Now bite your lower lip and listen to this:  As a 10,000-year-old agricultural civilization, we have behaved dreadfully, even homicidally.  As the fierce, 200-year-old industrial variant of that civilization, we have behaved abominably, even suicidally.  The damage has been staggering, the losses incalculable.  And as the land has suffered, so have we — despite the delusional bromides we sing to ourselves.  But in the coming decades and centuries, we will reap the full consequences of our past behavior.  And these consequences will undoubtedly be severe.  They will quite possibly be terminal. 

The fact that the above paragraph is unpleasant doesn’t mean we can make it go away by collective denial. 

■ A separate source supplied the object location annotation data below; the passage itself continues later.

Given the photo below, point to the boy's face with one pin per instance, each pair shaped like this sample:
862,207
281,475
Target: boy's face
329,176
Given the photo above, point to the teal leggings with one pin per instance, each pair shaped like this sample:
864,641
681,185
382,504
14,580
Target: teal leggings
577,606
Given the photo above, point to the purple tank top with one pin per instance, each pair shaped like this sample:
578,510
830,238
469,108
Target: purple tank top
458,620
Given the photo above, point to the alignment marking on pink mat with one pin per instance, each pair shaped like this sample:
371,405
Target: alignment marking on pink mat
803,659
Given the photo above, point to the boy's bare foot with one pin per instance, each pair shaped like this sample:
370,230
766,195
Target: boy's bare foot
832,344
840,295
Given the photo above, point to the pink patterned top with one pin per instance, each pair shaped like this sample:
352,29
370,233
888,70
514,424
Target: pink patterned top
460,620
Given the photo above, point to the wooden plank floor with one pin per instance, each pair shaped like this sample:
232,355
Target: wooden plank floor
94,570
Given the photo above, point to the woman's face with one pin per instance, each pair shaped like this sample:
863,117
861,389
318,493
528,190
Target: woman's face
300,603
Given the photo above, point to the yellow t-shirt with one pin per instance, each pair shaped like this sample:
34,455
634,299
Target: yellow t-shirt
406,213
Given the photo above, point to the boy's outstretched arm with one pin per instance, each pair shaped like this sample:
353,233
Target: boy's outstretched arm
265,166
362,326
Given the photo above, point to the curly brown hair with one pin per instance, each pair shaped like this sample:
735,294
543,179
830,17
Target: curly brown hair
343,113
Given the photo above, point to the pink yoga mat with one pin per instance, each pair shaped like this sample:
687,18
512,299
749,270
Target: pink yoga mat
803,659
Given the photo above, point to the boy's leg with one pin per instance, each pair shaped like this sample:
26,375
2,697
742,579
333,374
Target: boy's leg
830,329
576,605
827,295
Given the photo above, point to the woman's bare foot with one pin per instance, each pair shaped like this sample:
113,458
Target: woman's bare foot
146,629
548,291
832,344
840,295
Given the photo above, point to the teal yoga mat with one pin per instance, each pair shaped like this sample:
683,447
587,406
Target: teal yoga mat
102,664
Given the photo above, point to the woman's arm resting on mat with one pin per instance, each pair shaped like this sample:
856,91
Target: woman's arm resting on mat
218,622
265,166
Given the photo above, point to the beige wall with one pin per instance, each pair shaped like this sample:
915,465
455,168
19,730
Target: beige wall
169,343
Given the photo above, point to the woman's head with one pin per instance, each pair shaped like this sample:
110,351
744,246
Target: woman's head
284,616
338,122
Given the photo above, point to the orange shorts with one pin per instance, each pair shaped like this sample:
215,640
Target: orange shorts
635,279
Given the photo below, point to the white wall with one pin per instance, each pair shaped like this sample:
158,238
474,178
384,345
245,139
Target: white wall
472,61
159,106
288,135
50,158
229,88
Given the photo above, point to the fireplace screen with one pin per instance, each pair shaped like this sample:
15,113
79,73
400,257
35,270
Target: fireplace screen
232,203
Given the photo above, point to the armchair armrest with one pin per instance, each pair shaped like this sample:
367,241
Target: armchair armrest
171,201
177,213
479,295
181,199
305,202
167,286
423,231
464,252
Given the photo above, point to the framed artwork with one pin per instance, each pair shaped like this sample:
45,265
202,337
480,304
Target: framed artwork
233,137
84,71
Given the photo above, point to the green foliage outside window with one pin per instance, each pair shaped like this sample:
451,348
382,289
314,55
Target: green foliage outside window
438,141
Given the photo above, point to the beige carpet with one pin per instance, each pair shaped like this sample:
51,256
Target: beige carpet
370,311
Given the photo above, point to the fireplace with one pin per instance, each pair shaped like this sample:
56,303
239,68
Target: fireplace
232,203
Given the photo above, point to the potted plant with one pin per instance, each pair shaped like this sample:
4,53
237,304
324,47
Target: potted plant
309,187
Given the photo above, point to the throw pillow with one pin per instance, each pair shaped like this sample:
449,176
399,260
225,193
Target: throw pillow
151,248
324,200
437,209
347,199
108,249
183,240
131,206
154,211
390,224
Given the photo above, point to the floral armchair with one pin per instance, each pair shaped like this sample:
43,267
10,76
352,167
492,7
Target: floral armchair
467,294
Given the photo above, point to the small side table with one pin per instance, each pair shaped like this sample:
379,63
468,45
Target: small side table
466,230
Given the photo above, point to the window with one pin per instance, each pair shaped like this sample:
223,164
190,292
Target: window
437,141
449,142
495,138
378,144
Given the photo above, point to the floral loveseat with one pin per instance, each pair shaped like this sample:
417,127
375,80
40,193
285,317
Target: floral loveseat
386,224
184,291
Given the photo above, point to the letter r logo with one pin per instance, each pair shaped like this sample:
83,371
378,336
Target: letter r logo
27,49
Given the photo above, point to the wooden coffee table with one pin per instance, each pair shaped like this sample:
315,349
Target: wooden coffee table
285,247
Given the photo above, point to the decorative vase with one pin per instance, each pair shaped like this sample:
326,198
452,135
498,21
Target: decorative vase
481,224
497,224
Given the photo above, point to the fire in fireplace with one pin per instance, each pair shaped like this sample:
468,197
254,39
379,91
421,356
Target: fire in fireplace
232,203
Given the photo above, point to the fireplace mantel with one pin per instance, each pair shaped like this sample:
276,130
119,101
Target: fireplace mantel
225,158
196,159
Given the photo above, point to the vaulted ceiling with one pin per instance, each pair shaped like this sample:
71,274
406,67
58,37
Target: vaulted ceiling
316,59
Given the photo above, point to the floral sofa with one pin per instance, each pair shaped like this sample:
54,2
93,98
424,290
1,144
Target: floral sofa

But the fact that the above paragraph is true doesn’t mean I am absolved from trying my damndest to make things right.

So I will try to make things right.  Which is why I do the work I do with trees, and which is why I speak and write about how we might go about fashioning a resilient agriculture that doesn’t destroy the land. 

It is, I feel, good work.   

And by doing this good work, it is my hope that you too will do good work; that you too will work to make things right. 

And that perhaps we actually will make things right – perhaps truly right, but perhaps only a little bit right, and perhaps only for a short time. 

But in any case, it will be the best that we can do. 

And it just feels like the right thing to do. 

So I will do it.  So we will do it.  So we must do it.  Now.

…Good luck.  

Now get outside and talk to the land.